USC President C. L. Max Nikias received the award at the 15th Annual “Gathering for Cure” Gala in Los Angeles. (Photo/Philip Channing)


USC leaders call for solution to protect DACA students

President and provost underscore university’s support for scholars

September 05, 2017 David Medzerian

USC President C. L. Max Nikias has expressed deep concerns about the effects of the end of the nation’s Deferred Action for Childhood Arrivals program on the education of undocumented students at USC.

In a letter to the USC community, Nikias underscored his support for all members of the Trojan Family, regardless of immigration status or national origin.

We are enriched every day by the presence and contributions of our students from all backgrounds in our classrooms, labs, residence halls and campuses.

C. L. Max Nikias

“We are enriched every day by the presence and contributions of our students from all backgrounds in our classrooms, labs, residence halls and campuses,” Nikias wrote. “It is crucial to our mission that we continue to support and protect our students’ ability to finish their degrees and our faculty and staff’s ability to teach, conduct research and work at our university.”

The Deferred Action for Childhood Arrivals program, or DACA, gives temporary legal immigration status to people who came to the U.S. illegally as children. Among its beneficiaries are thousands of college students, including many at USC. The Trump administration announced today that it will end the program.

Nikias has joined fellow leaders of top research universities in calling for legal protection for thousands of students whose status in the U.S. is jeopardized by the end of DACA. He is a signatory to a letter from the Association of American Universities that will urge Congress to immediately enact a permanent legislative solution to the DACA program. Nikias also said he will engage with California’s Congressional delegation and other elected officials to protect affected USC students.

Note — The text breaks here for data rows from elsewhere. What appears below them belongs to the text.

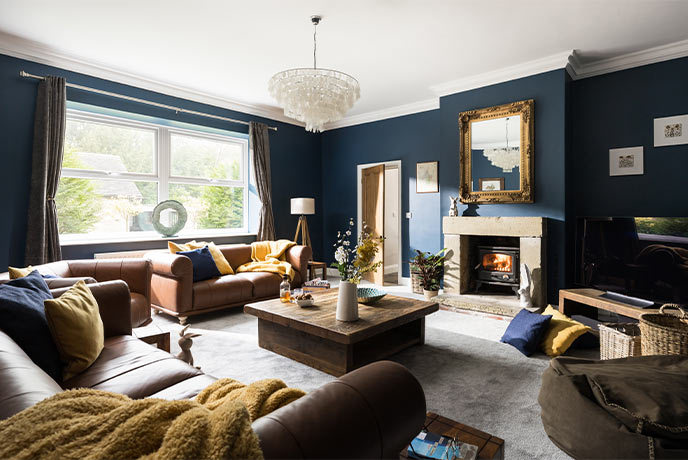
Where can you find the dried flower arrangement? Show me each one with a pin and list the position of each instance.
(354, 263)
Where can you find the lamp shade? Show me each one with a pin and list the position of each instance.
(303, 206)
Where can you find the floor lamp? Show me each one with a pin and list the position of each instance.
(303, 207)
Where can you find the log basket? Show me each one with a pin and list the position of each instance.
(664, 333)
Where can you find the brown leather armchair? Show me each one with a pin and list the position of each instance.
(372, 412)
(174, 292)
(135, 272)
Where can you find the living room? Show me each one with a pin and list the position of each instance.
(593, 95)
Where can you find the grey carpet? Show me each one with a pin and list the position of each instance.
(466, 373)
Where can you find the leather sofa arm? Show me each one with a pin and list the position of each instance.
(114, 303)
(135, 272)
(171, 281)
(57, 283)
(372, 412)
(298, 257)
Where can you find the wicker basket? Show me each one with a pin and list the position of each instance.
(619, 340)
(664, 334)
(416, 286)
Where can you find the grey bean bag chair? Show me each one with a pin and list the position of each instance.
(627, 408)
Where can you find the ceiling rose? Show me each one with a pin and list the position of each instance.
(314, 96)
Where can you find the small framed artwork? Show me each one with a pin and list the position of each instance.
(626, 161)
(490, 184)
(671, 130)
(427, 177)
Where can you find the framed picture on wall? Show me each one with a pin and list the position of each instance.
(671, 130)
(626, 161)
(490, 184)
(427, 177)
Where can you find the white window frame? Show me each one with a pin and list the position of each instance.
(161, 174)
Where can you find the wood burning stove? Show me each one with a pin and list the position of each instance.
(498, 265)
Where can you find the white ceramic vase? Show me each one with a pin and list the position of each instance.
(347, 302)
(429, 294)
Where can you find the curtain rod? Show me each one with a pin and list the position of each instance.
(143, 101)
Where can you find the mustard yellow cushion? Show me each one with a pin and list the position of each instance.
(561, 333)
(19, 272)
(219, 258)
(74, 321)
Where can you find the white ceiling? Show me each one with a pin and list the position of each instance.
(399, 50)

University policies and resources

Last week, USC Provost Michael Quick articulated the university’s commitments, policies and procedures regarding DACA in a memo to the university community. Among them:

  • Student records are not disseminated without student consent or a judicial order.
  • The university requires that law enforcement authorities present appropriate judicial warrants prior to assisting them in contacting anyone in the university community.
  • USC’s Department of Public Safety follows the lead of the Los Angeles Police Department, which does not initiate law enforcement activities based solely on immigration status.

Quick also detailed the variety of resources available to students affected by the DACA decision, including the Division of Student Affairs, Office of International Students, Office of Campus Wellness and Crisis Intervention, Student Counseling Center, Office of Financial Aid, Office of Religious Life, Center for the Study of Immigrant Integration, the Pullias Center for Higher Education and the Gould Immigration Clinic.

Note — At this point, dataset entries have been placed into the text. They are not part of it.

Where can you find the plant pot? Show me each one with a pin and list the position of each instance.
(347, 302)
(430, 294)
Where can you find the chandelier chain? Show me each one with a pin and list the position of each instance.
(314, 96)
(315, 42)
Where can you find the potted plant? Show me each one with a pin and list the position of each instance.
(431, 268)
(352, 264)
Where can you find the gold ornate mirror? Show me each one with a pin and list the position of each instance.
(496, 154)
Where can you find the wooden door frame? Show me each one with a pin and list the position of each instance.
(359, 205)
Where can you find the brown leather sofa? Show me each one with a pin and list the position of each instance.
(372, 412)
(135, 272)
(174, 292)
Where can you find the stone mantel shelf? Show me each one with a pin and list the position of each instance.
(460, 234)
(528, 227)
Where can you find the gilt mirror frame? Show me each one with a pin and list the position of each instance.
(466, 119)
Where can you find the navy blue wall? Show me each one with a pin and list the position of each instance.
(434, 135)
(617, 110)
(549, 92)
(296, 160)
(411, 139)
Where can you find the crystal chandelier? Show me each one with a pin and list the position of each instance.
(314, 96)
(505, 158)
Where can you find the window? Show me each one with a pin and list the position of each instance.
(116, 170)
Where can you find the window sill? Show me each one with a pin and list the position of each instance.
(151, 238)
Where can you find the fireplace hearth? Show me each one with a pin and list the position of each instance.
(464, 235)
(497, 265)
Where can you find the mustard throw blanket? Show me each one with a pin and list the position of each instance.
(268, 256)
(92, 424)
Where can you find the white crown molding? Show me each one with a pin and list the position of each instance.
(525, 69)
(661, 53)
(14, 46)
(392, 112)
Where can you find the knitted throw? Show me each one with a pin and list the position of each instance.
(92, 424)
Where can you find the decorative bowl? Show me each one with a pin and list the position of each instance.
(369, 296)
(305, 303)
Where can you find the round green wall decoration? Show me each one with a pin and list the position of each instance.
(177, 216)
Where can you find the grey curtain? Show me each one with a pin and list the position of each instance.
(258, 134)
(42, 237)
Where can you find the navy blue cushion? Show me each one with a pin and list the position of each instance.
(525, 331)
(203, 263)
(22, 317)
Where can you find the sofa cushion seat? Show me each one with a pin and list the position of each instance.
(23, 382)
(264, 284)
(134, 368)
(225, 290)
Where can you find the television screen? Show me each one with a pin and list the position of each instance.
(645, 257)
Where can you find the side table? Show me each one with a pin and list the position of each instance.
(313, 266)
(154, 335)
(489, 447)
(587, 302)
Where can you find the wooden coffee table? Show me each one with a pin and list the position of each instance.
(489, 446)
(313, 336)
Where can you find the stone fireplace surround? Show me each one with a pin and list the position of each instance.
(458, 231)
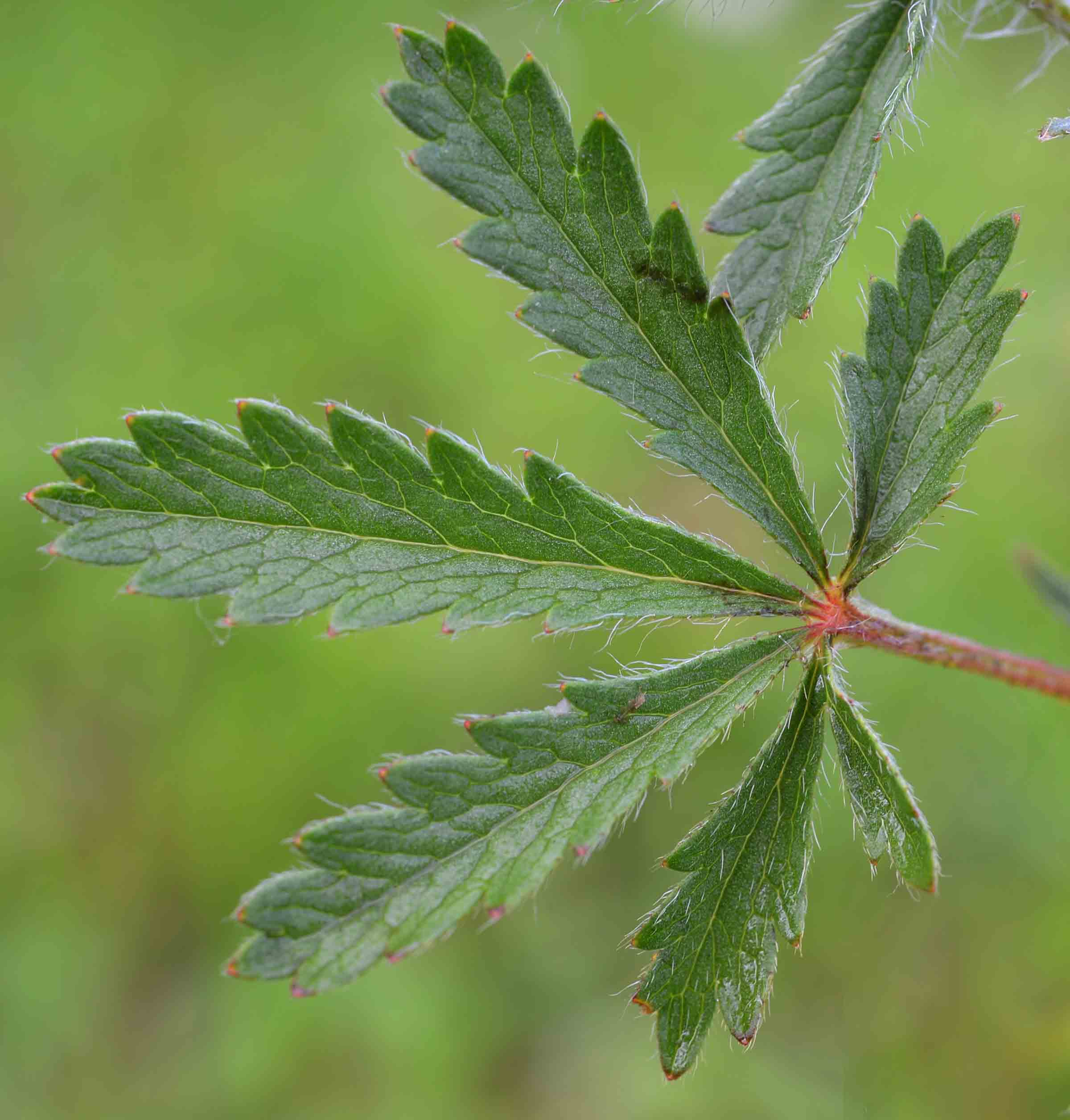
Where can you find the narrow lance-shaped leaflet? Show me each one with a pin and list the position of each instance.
(884, 805)
(714, 937)
(288, 521)
(801, 203)
(486, 830)
(929, 343)
(573, 227)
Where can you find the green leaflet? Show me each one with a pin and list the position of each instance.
(882, 802)
(716, 934)
(288, 521)
(487, 829)
(928, 347)
(1050, 585)
(825, 135)
(573, 227)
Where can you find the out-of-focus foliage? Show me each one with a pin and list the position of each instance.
(206, 200)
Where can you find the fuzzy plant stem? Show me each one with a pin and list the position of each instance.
(1056, 14)
(876, 628)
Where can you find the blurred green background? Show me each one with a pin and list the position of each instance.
(203, 201)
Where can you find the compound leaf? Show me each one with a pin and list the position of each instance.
(882, 802)
(716, 934)
(799, 204)
(573, 227)
(487, 829)
(288, 521)
(929, 343)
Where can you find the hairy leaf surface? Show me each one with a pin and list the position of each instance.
(716, 934)
(487, 829)
(801, 203)
(288, 521)
(573, 227)
(882, 802)
(929, 343)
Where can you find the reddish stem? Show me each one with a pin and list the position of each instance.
(859, 624)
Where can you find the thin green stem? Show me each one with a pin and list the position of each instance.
(868, 626)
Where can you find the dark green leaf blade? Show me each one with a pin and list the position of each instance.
(799, 205)
(929, 343)
(716, 934)
(1050, 585)
(884, 805)
(289, 521)
(573, 227)
(486, 830)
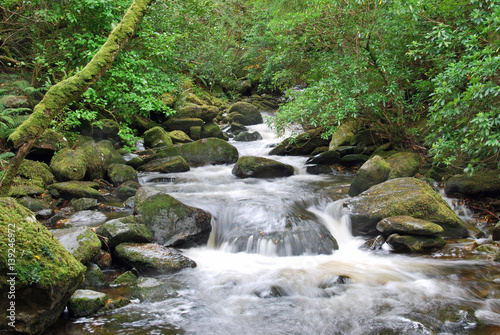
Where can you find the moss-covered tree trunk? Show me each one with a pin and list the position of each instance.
(68, 90)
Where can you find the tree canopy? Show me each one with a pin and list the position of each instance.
(414, 71)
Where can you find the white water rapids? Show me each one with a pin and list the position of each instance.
(348, 292)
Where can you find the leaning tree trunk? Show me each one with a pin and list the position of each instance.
(68, 90)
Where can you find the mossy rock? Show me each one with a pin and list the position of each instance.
(76, 189)
(209, 151)
(142, 123)
(211, 129)
(120, 173)
(260, 167)
(172, 222)
(98, 157)
(167, 99)
(166, 165)
(246, 136)
(344, 135)
(205, 112)
(152, 258)
(68, 165)
(410, 243)
(38, 172)
(81, 242)
(18, 191)
(407, 225)
(51, 141)
(47, 274)
(353, 160)
(324, 158)
(127, 278)
(402, 197)
(373, 172)
(178, 136)
(403, 164)
(86, 303)
(82, 204)
(245, 114)
(183, 124)
(123, 230)
(157, 137)
(126, 190)
(94, 277)
(485, 183)
(33, 204)
(302, 145)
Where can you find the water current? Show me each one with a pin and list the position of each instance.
(240, 285)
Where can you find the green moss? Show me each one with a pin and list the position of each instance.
(40, 258)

He also advised DACA recipients at USC not to leave the country at this time.

An issue that hits home

For Nikias, the immigration issue is personal. He and his wife, Niki C. Nikias, both natives of Cyprus, emigrated to the United States to pursue a better life through education.

“As naturalized citizens, we know firsthand the foundational role that higher education plays in empowering and enabling us all to succeed and flourish, both personally and professionally,” Nikias said.

“Every individual deserves these same opportunities, and I am committed to ensuring the success and well-being of all members of our community so that the University of Southern California remains a global beacon of possibility, creativity and compassion.”